In January 2020, the Texas Department of Transportation awarded $208 million in construction contracts for I-69 expansion from Kendleton to Hungerford. By September 2023, TxDOT will award another $225 million in bids to extend I-69 beyond Hwy. 60 (Hungerford) to FM 961 (the Wharton road to Crescent);

• Sponsored approximately $650,000 in Texas Community Development Block Recovery Grants to replace sewer lines in Louise and purchase emergency generators for the Boling Wastewater, Louise Wastewater and Louise Water Districts;

• Assisted county-wide municipalities with labor and the cost of street repaving projects. The $240,000 Boling Street project was completed in early 2021;

• Contributed $98,000 to Wharton County Junior College for the county-wide Senior Citizenship Program (Meals On Wheels).

Obtained $15 Million In State And Federal Grants To Enhance County Revenues: In early November, a large group of Wharton County leaders came together to update the Wharton County Community Plan which provides needed statistical information for grant applications.

Recently Awarded County-Sponsored Grants Include:

• $8.1 million U.S. Department of Treasury Rescue Grant that will enable commissioners to refurbish approximately 85 miles of county roads.

• $2,243,000 HUD Community Development Block Grant for local floodplain buyout program;

• $788,000 Texas Community Development Block Grant funding will provide Lake Nett with a new diversion channel that drains this region to the north into Baughman Slough.

• $613,000 CDBG-DR grant will upgrade the CR 130 Diversion Channel which lies within the Jarvis Creek watershed.

• $427,000 CDBG Grant for improvements to Caney Creek near waterhole.

• $285,000 CDBG-DR Grant will provide cross-culvert drainage improvements on CR 150 and CR 133.

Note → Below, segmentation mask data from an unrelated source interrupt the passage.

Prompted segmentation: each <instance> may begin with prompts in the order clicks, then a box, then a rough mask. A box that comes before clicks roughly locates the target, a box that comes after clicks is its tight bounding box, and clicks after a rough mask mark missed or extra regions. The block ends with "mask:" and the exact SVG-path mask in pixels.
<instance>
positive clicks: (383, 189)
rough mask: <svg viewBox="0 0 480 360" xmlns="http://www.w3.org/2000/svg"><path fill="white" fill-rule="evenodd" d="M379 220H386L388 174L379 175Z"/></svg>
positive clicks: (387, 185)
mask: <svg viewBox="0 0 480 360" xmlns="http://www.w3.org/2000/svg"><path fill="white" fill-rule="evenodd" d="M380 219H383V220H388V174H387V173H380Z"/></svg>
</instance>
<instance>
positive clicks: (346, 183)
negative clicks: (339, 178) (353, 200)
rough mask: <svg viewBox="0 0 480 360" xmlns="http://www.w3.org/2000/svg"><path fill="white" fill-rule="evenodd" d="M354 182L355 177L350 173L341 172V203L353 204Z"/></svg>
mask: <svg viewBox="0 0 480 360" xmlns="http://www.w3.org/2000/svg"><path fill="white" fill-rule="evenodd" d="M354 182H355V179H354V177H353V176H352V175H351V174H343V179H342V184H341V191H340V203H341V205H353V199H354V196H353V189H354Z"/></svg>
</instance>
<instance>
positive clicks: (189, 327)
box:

- $480,000 Indigent Defense and Attorney General Grants will provide added funding to local judicial courts;

• $368,000 Texas Juvenile Justice Dept. Financial Grant that funds more than 80 percent of Wharton County’s Juvenile Probation Services;

• $250,000 State Law Enforcement grants for radios and mitigation activities;

• $120,000 U.S. Elections Assistance Grant for security software;

• $100,000 Texas Commission on Environmental Quality Solid Waste Grant for new building at Transfer Station;

• $79,000 in combined library support grants from the M.G. & Lillie Johnson Foundation $34,200; Mary Louise Dobson Foundation 4,500, Gulf Coast Medical Foundation $4,500 and others.

Precinct Commissioners continued their participation in TXDOT’s Bridge Replacement program and received $1.2 million in grant funding for major bridge construction on CR 403, 407,448 and 465.

My fellow citizens, 2021 was another tremendous year of achievement and opportunity despite the economic hardships and uncertainties still lingering from COVID-19.

Locally elected commissioners are committed to making further improvements to the county wide drainage and roadway systems through the use of $8.5 million in federal grant dollars ... not directly from the pocketbooks of local taxpayers.

Have a Blessed Christmas and a Happy New Year!